Владимир Александрович сказал, что он уже повлиял на ее бывшего
мужа, и она ушла, заплаканная, но, кажется, довольная, передав на прощание
особый привет Марье Романовне, "как женщина женщине".
И вот пришел чем-то очень довольный Бабель. Владимир Александрович
рассказал Бабелю, что происходило до его прихода, и вообще о том, как его
терзают по личным вопросам всякие люди, как они все ждут от него будто бы
советов и наставлений, но главным образом, конечно, авансов.
-- Они думают, что литература -- это общество взаимного кредита! --
сказал бодро Бабель. -- Были такие до революции. Даже вы это, вероятно,
помните, -- добавил он, обращаясь ко мне.
Я подтвердил, что были такие еще на моей памяти, и напомнил, что были
также и другие общества взаимопомощи. В старой Одессе, например, было
общество приказчиков-евреев и отдельно общество приказчиков-христиан.
-- Как же! Помню... Повес! Эс Ге Повес! -- обрадовался Бабель. -- Такая
была фамилия у председателя общества приказчиков-евреев. А какая была у этих
приказчиков библиотека! Какие они выпускали рекомендательные каталоги! Какие
были у них аннотации, если говорить по-современному! У меня сохранился один
такой путеводитель по новейшей русской литературе, который был издан их
библиотекой в 1912 году под редакцией этого самого Повеса. Какие это были
уроки словесности! А какие виньетки! Я непременно когда-нибудь напишу про
это...
Между тем Марья Романовна принесла чай и разлила его по стаканам.
Бабель даже не пригубил из своего стакана. Он только поднял его,
посмотрел на свет и воскликнул:
Так я и знал. Смитье, настоящее смитье, а не чай!
-- Я тоже так и знала, -- сказала очень спокойно Марья Романовна. --
Знала, что вы все равно заварите чай по-своему. А может быть, я попробую
сделать это еще раз?
-- Нет. Я это сделаю сам, -- сказал Бабель и ушел на кухню.
-- Смитье, -- сказал он, возвратившись, -- это одесское слово, но
что-то очень похожее есть в Киево-Печерском патерике: "Аще бы мы ся смитием
пометену быти". Может быть, сметье, а не смитье? Надо навести справки. А
секрет настоящей заварки очень прост: надо положить по две ложечки чая на
каждого и дать ему как следует настояться.
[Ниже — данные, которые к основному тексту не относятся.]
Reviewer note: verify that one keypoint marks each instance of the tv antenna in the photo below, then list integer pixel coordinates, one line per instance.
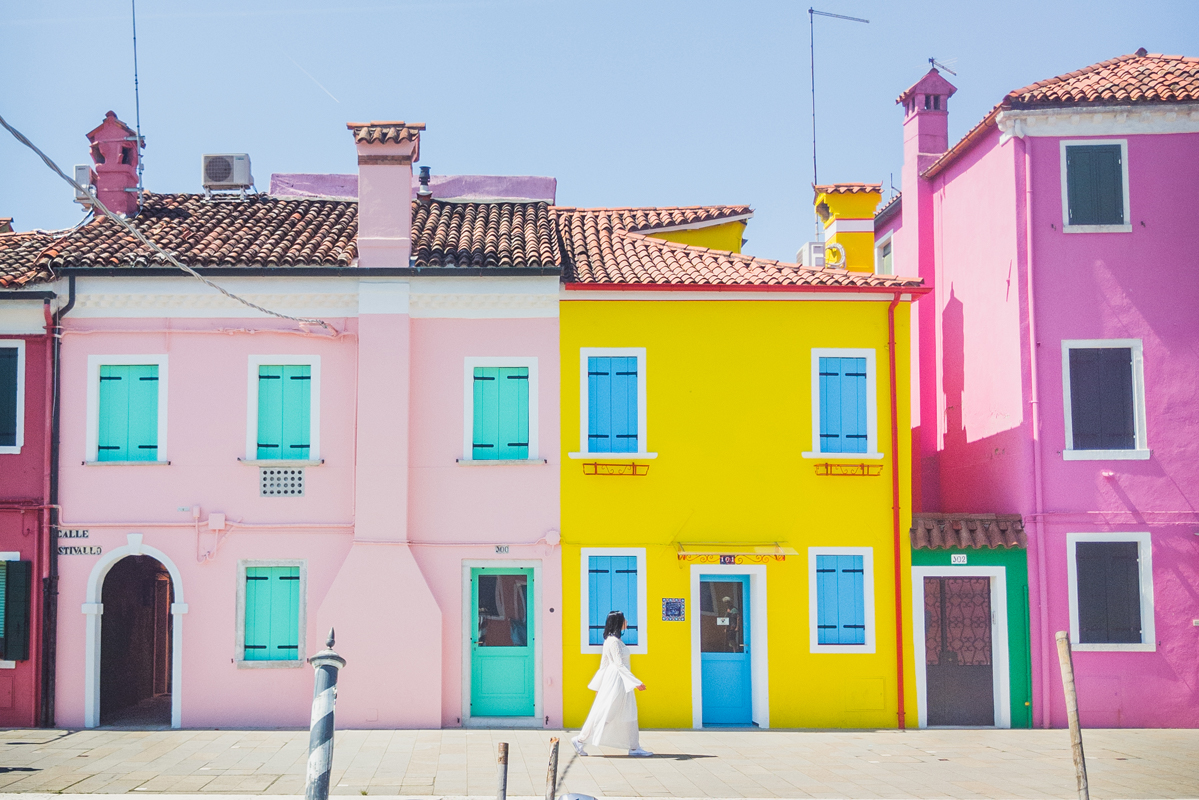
(812, 47)
(941, 66)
Вот я его и оставил там, а у нас
есть двадцать минут, чтобы поговорить о литературе. Чай любит настаиваться в
одиночестве и под разговор о литературе. -- Был я на днях в "Красной нови",
-- продолжал Бабель. -- Никого из старших не было. Был только Александр
Григорьевич Митрофанов. Он у них сидит на прозе, но, к сожалению, ничего не
решает. И очень жаль! Потому что Митрофанов человек с замечательным чутьем и
безукоризненным вкусом. Человек, который в самом деле понимает, что такое
литература. Поразительный человек, одно из высших оправданий нашей
революции, если бы она, святая, нуждалась в оправданиях! Сын, как он сам
охотно рассказывает, вечно пьяного сапожника и его сожительницы, женщины
очень сомнительного поведения. А как хорошо он видит и слышит литературу,
как умеет просмотреть на свет ее ткань! Никому я так не верю, как
Митрофанову! И больше чем кого-либо боюсь его. Как жаль, что сам он пишет не
всегда так, как ему хотелось бы и как мне бы хотелось. Так вот, этот
Митрофанов говорит мне: "У нас теперь, понимаете, только две линии в прозе:
вальдшнеповская и высоколобая. Несут и несут нам какие-то записки охотников.
И все больше из тайги. Но не в этом дело. Пришел сегодня бледный старый
человек. Такой, кажется, сроду не держал в руках ружья. Ему бы в самый раз
подумать о спасении души. А он кладет мне на стол большущий роман.